Partially, possibly, inspired by the near relentless touring that has occupied him over the past few years; possibly partly fed by his innumerable encounters with elderly fans who look at him sideways as he takes to the stage and ask “didn’t you used to be Len Bright?,” Wreckless may or may not be feeling buoyed by a recent clutch of reissued classics.

But he’s also turning in one of the most vibrant albums of his career, a collection that picks its targets well, then marries them to the kind of tunefulness that speaks volumes for his own poptastic instincts and doesn’t care a bespectacled dwarf for anything outside of his own frame of reference.

As he sings in “Transitory Thing“ (a drifting kind of ballad whose mournful mood belies an off kilter hopefulness that ranks among his most hard-hitting lyrics ever), “travel broadens the mind, but I must be the stay-at-home kind” and you suddenly realize how  gloriously and unapologetically timeless this album is.  Even when he announces, with no fanfare beforehand, “so this is the space age.  Isn’t it crap.”
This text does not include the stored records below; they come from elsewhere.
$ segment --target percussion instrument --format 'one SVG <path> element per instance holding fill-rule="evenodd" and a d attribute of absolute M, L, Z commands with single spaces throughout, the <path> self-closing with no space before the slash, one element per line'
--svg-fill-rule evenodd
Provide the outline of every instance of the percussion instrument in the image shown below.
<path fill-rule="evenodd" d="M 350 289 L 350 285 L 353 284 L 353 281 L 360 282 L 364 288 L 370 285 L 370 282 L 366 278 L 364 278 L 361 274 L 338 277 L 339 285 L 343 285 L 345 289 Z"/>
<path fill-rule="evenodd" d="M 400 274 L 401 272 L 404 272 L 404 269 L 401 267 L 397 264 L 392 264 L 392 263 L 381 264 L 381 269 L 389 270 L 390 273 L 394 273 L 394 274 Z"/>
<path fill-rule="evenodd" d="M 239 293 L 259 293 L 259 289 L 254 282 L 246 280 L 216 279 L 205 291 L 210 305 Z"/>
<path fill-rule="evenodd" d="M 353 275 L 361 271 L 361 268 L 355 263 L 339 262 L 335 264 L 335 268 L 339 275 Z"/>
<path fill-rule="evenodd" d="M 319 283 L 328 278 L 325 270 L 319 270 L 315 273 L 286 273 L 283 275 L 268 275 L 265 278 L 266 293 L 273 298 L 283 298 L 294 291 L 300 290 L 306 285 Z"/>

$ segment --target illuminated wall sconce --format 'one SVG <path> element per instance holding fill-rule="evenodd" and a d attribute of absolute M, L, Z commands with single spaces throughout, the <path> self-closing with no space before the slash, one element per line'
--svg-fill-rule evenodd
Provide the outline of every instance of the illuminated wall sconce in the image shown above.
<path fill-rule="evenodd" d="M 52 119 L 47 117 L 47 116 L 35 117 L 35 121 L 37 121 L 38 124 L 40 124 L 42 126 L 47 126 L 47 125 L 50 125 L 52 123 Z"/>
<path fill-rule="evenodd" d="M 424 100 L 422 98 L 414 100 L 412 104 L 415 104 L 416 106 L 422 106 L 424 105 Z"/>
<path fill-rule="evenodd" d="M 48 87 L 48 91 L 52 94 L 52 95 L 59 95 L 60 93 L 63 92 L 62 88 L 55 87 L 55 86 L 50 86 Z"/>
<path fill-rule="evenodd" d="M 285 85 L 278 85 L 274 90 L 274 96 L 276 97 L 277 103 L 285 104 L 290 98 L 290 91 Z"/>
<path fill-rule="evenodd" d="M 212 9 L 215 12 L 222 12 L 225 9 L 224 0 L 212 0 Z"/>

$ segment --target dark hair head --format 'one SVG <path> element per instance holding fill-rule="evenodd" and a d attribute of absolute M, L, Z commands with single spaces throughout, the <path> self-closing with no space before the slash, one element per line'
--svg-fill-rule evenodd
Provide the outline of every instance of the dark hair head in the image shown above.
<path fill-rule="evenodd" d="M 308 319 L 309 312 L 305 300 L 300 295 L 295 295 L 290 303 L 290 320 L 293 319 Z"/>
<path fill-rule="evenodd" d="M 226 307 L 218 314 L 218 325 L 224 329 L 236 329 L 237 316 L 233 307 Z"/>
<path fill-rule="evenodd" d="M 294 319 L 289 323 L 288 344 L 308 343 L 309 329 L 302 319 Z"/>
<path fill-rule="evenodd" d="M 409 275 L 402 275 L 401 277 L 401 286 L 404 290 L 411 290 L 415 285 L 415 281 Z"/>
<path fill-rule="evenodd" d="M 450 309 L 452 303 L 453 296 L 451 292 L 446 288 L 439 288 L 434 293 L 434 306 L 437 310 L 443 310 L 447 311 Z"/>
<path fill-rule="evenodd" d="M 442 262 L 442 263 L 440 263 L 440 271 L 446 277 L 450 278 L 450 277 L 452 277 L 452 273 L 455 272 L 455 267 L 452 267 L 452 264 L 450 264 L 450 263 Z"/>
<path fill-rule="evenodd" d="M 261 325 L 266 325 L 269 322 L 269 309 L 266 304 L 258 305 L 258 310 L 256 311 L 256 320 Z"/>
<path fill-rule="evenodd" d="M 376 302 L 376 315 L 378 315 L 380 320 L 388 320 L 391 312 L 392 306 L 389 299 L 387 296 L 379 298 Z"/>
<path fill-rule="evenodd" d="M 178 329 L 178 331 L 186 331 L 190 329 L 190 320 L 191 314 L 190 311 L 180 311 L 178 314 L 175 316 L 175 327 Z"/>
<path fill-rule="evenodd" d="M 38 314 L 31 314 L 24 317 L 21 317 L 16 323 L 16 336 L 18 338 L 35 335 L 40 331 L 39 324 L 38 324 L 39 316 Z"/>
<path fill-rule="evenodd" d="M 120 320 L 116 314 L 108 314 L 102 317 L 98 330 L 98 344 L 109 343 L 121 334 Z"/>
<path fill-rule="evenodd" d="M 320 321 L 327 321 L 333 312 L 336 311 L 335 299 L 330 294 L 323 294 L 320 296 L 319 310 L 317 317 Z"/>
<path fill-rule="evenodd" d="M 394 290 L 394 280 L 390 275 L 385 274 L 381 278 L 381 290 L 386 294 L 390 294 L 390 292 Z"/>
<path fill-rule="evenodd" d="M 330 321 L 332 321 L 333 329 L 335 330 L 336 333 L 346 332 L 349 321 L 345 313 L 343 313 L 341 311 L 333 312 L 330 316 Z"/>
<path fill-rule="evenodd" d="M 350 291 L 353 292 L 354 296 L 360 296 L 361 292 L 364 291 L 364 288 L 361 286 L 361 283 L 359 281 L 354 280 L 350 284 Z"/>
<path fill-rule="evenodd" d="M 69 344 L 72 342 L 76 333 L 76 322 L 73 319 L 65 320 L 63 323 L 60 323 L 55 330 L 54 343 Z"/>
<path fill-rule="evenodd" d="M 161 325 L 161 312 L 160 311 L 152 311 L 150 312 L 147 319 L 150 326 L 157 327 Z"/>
Guitars are as chunky as they ought to be, percussion as crunching, other things as stompy.  You put it on and crank it up, and suddenly you’re a kid again, no matter when you were born, first time alone in your parents house, with no-one to tell you to turn it down, a broom for a guitar and a hairbrush for a mike, leaping off the sofa like Pete Townshend off an amp stack, and wondering why doesn’t every record makes you feel as alive as AmERICa.

Because not many records are as alive as AmERICa, and there’s even fewer people around who could write songs as sparkling as those that fill it up.

A teetering pile of wax and CDs insists, compilations of previously released stuff notwithstanding, that this is Eric’s seventeenth album, under seven different identities.  Most of them are marvelous, a few are better than that.  One is the best LP released by anybody, anywhere, throughout the course of an entire decade, and that’s one helluva legacy for anyone to balance on.

But AmERICa might just have kicked them all over, and insisted we start counting again.